Getting to the bottom of a leaky toilet can be perplexing. To find out where your leak is coming from, some detective work is probably in order.

To find out if a leak is being caused by the flapper, put a few drops to one teaspoon of food coloring or a dye tablet in your toilet tank. Wait about 15 minutes and if you end up with color in the toilet bowl, you probably have a leaky flapper that needs to be replaced.

Toilet Diagram

How to replace a toilet flapper

Follow these fast and easy steps for replacing your flapper:

1. Close the water supply to your toilet. This is typically located behind the bowl, below the tank. If there’s no valve or the valve is stuck, turn off the water to the house.

2. Flush the water in the tank and note the length of the chain from the flush handle to the flapper. This will save time when installing the new flapper.

3. If the flapper is connected by a circular ring around the tube, remove the refill tube from the overflow tube. (If not, go directly to No. 4)

4. Remove the chain from the flush lever and then remove the old flapper by sliding it up and off of the overflow tube. Or unhook the flapper ears from the overflow tube. For new plastic flush valves, you may have to bend the flapper ears out and off the pins on the flush valve.

5. Write down the toilet manufacturer and the model number if you know it.
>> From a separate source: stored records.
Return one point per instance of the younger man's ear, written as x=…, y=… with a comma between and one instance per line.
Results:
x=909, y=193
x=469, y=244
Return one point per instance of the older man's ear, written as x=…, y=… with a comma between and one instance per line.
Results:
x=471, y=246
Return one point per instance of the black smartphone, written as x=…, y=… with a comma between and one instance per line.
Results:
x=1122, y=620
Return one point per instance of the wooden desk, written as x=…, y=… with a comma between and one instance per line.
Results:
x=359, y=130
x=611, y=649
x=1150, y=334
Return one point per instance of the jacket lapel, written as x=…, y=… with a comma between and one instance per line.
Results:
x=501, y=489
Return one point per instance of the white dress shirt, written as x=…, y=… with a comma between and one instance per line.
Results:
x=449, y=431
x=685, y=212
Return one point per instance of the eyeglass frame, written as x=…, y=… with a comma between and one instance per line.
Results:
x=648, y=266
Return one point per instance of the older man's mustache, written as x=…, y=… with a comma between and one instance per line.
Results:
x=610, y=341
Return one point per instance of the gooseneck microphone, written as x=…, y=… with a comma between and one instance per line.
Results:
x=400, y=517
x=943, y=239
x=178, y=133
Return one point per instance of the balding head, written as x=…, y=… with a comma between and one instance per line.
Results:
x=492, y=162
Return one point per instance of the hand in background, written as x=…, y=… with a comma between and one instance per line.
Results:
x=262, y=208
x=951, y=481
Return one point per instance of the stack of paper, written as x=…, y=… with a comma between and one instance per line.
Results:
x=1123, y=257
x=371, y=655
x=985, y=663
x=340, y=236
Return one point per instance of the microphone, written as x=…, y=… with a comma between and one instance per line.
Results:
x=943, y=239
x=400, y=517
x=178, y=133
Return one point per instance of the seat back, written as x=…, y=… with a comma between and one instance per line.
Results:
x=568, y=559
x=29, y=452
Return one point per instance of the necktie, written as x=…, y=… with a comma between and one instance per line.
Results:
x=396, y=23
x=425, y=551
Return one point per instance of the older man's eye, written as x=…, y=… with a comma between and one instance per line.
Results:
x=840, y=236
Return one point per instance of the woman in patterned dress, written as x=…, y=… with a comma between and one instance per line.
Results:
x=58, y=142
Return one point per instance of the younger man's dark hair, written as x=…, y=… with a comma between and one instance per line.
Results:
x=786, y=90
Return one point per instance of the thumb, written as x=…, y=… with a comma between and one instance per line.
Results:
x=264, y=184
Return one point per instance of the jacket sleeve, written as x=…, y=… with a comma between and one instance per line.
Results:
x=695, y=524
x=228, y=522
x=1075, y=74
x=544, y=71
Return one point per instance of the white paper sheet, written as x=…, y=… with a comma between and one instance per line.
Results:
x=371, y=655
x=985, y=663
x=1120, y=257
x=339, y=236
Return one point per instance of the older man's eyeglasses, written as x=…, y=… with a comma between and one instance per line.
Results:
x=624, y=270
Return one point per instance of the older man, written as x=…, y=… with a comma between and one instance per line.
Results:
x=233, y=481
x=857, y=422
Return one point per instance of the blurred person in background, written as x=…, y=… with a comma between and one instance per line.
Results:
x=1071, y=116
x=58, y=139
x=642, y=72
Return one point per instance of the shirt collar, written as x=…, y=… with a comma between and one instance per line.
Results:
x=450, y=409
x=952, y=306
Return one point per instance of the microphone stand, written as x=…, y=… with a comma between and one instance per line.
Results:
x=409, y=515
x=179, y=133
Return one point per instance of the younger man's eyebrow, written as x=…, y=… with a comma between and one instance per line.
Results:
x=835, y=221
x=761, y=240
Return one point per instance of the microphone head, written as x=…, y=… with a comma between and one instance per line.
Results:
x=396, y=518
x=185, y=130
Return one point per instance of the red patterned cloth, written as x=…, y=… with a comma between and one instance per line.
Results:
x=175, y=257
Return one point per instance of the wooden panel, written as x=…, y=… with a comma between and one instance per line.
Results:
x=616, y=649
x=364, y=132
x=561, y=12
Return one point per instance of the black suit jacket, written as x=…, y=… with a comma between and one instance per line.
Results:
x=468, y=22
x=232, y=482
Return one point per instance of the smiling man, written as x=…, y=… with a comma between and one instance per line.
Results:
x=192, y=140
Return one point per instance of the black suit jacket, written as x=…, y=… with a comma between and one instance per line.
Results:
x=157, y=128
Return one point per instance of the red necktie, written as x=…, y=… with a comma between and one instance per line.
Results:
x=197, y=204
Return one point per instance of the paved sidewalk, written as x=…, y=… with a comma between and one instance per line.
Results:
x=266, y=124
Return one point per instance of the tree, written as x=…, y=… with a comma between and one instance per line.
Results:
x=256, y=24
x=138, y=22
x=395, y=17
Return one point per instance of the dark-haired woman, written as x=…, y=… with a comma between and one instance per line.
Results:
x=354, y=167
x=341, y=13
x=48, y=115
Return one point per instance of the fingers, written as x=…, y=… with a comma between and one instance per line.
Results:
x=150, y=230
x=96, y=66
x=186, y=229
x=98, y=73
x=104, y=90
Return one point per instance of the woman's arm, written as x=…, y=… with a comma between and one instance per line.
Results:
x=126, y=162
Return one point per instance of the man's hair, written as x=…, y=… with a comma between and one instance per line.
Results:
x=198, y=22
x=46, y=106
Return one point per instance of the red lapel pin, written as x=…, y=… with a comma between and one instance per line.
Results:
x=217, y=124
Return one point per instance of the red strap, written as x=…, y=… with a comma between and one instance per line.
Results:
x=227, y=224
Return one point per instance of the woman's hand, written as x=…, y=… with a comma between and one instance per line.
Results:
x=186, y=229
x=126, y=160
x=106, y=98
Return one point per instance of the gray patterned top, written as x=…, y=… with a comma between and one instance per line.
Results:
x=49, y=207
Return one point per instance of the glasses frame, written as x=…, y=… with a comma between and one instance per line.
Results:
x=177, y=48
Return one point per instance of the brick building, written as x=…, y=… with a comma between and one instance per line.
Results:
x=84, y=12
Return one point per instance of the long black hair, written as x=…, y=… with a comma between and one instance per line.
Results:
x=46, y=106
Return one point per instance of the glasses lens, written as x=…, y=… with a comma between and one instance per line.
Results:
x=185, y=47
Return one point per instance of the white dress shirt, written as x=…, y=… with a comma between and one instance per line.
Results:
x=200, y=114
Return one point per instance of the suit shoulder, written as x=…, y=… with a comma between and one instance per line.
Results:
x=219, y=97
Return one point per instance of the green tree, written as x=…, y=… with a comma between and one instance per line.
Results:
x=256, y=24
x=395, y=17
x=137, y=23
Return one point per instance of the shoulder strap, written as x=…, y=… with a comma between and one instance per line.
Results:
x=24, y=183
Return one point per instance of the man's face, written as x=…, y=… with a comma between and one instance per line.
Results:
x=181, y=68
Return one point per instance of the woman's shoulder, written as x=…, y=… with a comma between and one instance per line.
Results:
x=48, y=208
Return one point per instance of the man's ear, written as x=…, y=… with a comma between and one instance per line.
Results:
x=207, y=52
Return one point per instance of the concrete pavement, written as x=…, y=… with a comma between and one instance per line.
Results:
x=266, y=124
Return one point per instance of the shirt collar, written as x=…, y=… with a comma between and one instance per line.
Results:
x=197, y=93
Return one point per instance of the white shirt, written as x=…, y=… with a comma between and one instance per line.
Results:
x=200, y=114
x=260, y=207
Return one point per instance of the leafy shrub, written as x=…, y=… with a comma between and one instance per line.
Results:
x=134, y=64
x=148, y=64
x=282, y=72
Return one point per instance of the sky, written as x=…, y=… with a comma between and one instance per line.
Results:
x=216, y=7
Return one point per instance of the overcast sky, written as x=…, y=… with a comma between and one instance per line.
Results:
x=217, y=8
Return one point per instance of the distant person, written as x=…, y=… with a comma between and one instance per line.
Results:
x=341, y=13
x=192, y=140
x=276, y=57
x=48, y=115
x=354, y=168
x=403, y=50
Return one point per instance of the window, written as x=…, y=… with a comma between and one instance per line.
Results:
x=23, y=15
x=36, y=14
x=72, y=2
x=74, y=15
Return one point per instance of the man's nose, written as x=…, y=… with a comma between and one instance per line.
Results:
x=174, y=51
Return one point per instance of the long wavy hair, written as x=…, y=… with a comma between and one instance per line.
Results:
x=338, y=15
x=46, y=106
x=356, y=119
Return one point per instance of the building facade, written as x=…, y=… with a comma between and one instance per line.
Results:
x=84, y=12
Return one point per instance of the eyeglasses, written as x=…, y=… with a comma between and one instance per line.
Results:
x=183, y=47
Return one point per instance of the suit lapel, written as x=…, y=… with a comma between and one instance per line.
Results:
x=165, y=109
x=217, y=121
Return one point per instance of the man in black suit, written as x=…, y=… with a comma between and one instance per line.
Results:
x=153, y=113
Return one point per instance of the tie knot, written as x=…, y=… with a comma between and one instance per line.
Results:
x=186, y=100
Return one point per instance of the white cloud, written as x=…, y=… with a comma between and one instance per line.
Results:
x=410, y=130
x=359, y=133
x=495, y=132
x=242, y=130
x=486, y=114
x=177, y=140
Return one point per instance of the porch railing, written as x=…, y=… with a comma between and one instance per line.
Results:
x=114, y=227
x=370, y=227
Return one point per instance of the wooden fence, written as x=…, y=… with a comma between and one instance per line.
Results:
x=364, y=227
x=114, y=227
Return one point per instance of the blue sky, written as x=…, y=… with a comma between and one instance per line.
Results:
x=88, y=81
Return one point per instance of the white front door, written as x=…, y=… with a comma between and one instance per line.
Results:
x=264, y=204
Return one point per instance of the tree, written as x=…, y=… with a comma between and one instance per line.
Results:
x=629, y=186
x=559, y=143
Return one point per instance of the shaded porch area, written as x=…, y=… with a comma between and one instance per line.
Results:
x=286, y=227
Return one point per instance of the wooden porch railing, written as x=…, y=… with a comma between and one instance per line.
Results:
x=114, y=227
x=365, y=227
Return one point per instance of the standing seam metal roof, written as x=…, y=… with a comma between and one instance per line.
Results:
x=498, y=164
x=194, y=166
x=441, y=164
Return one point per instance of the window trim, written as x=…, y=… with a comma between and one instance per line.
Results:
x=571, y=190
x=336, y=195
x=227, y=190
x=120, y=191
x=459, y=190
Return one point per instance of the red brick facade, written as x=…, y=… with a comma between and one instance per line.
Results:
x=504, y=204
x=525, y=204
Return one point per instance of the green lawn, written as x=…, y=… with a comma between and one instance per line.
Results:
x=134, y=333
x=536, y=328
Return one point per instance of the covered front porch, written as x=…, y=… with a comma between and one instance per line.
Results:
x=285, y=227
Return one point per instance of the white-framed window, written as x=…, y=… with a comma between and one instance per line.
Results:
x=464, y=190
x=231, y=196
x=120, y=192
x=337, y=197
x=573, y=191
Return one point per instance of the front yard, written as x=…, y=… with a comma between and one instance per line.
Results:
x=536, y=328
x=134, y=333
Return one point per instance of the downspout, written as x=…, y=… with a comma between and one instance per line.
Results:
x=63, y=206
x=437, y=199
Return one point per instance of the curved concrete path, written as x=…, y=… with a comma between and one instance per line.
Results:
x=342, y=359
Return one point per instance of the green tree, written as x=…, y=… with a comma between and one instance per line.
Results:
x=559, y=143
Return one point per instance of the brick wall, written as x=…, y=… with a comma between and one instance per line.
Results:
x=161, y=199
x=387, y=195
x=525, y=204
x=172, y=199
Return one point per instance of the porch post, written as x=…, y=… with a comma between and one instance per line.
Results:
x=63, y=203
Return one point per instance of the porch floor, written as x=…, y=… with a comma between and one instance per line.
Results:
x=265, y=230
The manufacturer’s name is often stamped on the outside of the bowl near the seat hinges and the model number is normally on the inside at the back of the tank.

6. Take the old flapper and the information you’ve noted to a plumbing supply store or home improvement store that carries replacement flappers. If you have a 1.6 gpf toilet, the store should have information on the correct replacement flapper and settings for adjustable flappers. Be prepared to pay $2 – $10 for the right flapper. And don’t forget to get a beaded metal flapper chain replacement.

7. Install the new flapper by sliding it down and over the overflow tube until the ring touches the bottom of the tank, with the flapper bulb centered on the valve opening. For plastic valves, cut the ring off the flapper along the lines marked “cut” and slip the ears of the flapper over the pins on the flush valves.